Durante un viaje a México, la persona que atendía el alquiler de carros me entregó las llaves y me advirtió algo así: “Si la detiene algún policía, no le entregue su licencia de conducción, muéstresela a través del vidrio. Por ninguna razón baje la ventana”. La advertencia obedecía a una supuesta práctica en que la policía tomaba el documento y esperaba una “colaboración” del conductor para devolverlo. Durante ese viaje volví a recrear el pequeño miedo que sentía cuando era menor y veía un policía a lo lejos, de tránsito, sobre todo, pero las alarmas se me prendían con todos los demás. En mi infancia era recurrente la advertencia de que la policía detenía a la gente “para ver qué le encuentra” y que era mejor no mirarlos y acelerar.
Volví a pensar recientemente en “las paradas de la policía” mientras tenía una conversación con el gerente de una cadena de hoteles en Bogotá. Hablando de la inseguridad y de las formas en que las autoridades intentan combatirla, me contó de algunas modalidades de robo. Una de ellas consiste en policías falsos que abordan con cualquier excusa a turistas previamente fichados y les piden sus pasaportes. Los turistas, asumiendo que la práctica de parar ciudadanos para asuntos de rutina no es sospechosa, dan sus pasaportes que son luego apropiados por los ladrones, quienes exigen un dinero a cambio. Por lo general, el turista tiene un viaje próximo y paga lo que sea por recuperar su documento.
El problema de que se haya vuelto una práctica común que la policía pare “para ver qué encuentra” no sólo debería estar pendiente de reconsideración por inocua; tal licencia resuelve menos la criminalidad que “el diciembre” de algunos policías. Hay otra razón de más urgencia: se empieza a aceptar una práctica que, aunque sin pretenderlo, facilita delitos cada vez más graves. En muchos países, para que a un individuo lo intercepten, se requiere de la sospecha razonable y justificada de que cometió una infracción. Acá y en otros países latinoamericanos solo se requiere de la voluntad del agente y no hay quien le pida cuentas. Algo sospechoso en términos de derechos, pero que hoy es clave revisar en términos de daños concretos.

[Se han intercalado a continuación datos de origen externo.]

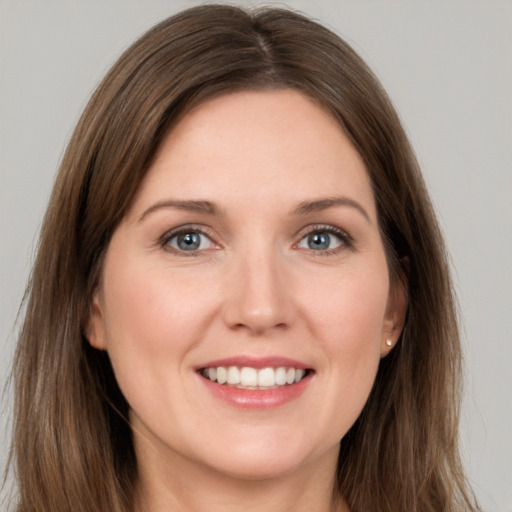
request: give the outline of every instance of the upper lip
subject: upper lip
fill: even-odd
[[[250,355],[239,355],[233,357],[226,357],[223,359],[216,359],[209,361],[205,364],[196,367],[197,370],[203,368],[217,368],[219,366],[248,366],[250,368],[279,368],[284,366],[286,368],[302,368],[303,370],[311,369],[305,363],[291,359],[289,357],[282,356],[266,356],[266,357],[254,357]]]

Por ejemplo, revisemos lo que está pasando con las plataformas de transporte. Como las plataformas, por negligencia de nuestros legisladores, andan en un limbo jurídico, los policías deciden parar a discreción carros particulares para ver si los multan. La solución de los conductores es pedirles a sus pasajeros que se sienten en el puesto de adelante para evitar “la parada de la policía”. Pero la nueva modalidad ha puesto en riesgo a mujeres y menores de edad. La historia más macabra ocurrió recientemente en Bucaramanga cuando un conductor le pidió a un menor de edad sentarse en el puesto de adelante. El menor, desprevenido, pues es lo que acostumbra, no previó el riesgo que asumía. No voy a contar el resto de los detalles.
Si bien el único culpable de un delito es quien lo comete, es bueno repensar las razones por las cuales seguimos creyendo que la solución a la criminalidad llega vía control “aleatorio”. Cuando la policía pide documentos sin una causa clara afianza formas de inseguridad, primero, porque el esfuerzo es inútil y bien podría estar haciendo otra cosa, y, segundo, porque facilita abusos de la policía o de los criminales. Esto, sin mencionar que el falso control da rienda suelta a los prejuicios sociales y terminan siendo las personas racializadas o con menos oportunidades las que caen ante el “examen” policial. Frenar la criminalidad no es fácil, pero quizá nos estamos haciendo un daño desproporcionado con el “por si acaso”.